Obama Promotes Changes in Ed Spending

     WASHINGTON (CN) – While the Obama administration proposed funding increases for education Monday and an overhaul of how school districts win their money, a conference of state governments released a report heavily critical of federal involvement in education. “Clearly neither federal top-down mandates nor categorical and competitive grant resources have significantly affected student achievement,” reads the state governments’ report.




     The National Conference of State Legislatures berated federal involvement in education as overly invasive and said it is “overemphasizing compliance with federal process requirements and underemphasizing results.”
     The results of the year-long study were released the same day as the Obama administration’s budget, which increases discretionary educational spending by $3 billion in fiscal year 2011, brining the final tally to nearly $50 billion.
     The administration seeks to upend the Bush-era No Child Left Behind Act, which is the primary means by which the federal government grasps the reigns of the nation’s schools.
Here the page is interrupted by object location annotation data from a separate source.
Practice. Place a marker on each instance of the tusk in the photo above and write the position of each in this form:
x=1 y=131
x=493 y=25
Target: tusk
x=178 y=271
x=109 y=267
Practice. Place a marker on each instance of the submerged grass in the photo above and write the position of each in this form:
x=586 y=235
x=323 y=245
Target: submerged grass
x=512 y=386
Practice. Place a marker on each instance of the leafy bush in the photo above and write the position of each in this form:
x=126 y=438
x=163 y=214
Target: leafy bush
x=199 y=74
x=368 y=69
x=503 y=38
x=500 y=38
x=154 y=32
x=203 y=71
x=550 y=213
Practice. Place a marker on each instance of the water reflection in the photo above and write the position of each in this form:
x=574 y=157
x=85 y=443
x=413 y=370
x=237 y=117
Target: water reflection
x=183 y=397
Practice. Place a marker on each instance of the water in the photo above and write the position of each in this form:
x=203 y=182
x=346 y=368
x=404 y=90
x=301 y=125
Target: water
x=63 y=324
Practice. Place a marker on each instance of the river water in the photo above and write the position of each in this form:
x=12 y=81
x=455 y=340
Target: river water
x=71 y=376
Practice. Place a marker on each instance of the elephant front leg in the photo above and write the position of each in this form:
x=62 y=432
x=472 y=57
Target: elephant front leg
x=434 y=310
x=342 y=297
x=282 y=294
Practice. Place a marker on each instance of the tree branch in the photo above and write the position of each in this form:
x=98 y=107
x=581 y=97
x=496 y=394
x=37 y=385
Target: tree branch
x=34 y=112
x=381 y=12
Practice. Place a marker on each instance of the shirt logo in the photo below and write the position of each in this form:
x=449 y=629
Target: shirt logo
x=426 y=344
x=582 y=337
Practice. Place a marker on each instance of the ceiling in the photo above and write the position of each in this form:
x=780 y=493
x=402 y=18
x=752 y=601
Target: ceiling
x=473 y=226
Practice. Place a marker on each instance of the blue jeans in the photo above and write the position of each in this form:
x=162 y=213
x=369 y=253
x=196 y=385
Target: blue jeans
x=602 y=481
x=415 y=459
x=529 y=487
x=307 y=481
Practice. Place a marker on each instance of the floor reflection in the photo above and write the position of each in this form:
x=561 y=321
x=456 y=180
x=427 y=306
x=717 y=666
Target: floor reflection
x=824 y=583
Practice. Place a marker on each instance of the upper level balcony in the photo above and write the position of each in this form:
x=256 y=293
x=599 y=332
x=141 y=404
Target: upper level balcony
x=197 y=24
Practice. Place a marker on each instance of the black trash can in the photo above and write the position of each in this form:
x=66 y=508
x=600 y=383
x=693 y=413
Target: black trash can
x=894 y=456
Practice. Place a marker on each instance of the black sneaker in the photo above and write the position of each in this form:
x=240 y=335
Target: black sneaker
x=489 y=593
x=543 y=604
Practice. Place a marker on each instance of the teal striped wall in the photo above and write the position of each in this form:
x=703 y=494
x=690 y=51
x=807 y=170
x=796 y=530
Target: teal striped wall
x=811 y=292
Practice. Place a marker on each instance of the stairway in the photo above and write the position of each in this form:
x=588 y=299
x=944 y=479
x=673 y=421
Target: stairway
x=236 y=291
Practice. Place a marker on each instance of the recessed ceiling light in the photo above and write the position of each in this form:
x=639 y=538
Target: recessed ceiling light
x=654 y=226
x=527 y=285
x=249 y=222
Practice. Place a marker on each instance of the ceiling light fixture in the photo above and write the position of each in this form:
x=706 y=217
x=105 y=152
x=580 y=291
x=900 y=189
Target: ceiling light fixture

     Officials say that instead of automatically giving money to districts with high-levels of poor students – as is done under the Bush-era act – they want to shift to give money to districts that improve.
     Education Secretary Arne Duncan also plans to suspend the current 2014 deadline to have all of the nation’s students “proficient.” Instead, the new goal would be that high school graduates are college and career ready. But the meaning of that is yet to be defined.
     Such reforms, however, must pass through Congress, which might hesitate before making changes to long-standing precedent.
     Education is constitutionally a state issue, but the federal government has inserted a controlling hand by offering money to schools that comply with its terms.
     The state task force said that government involvement should reward innovation instead of compliance and urged it to let states dictate their own terms. “Our children deserve better,” the report states. “They deserve-and we should require-that federal resources enhance state structures and support state efforts.”
     It also urged the government to designate funds more specifically to districts with poor students, instead of leveraging money to change how schools function across the nation.
     It noted that the federal government exerts an influence over state education that is disproportional to its spending, which is 7 percent of the nation’s education funds. But this relatively small percentage still entices schools to give chase.
      The Obama administration has already stuck its hand in the game with its Race to the Top program, where 40 states compete for $4 billion. The program has already changed school practices states. Eligible schools, for example, must include student test scores in teacher evaluations.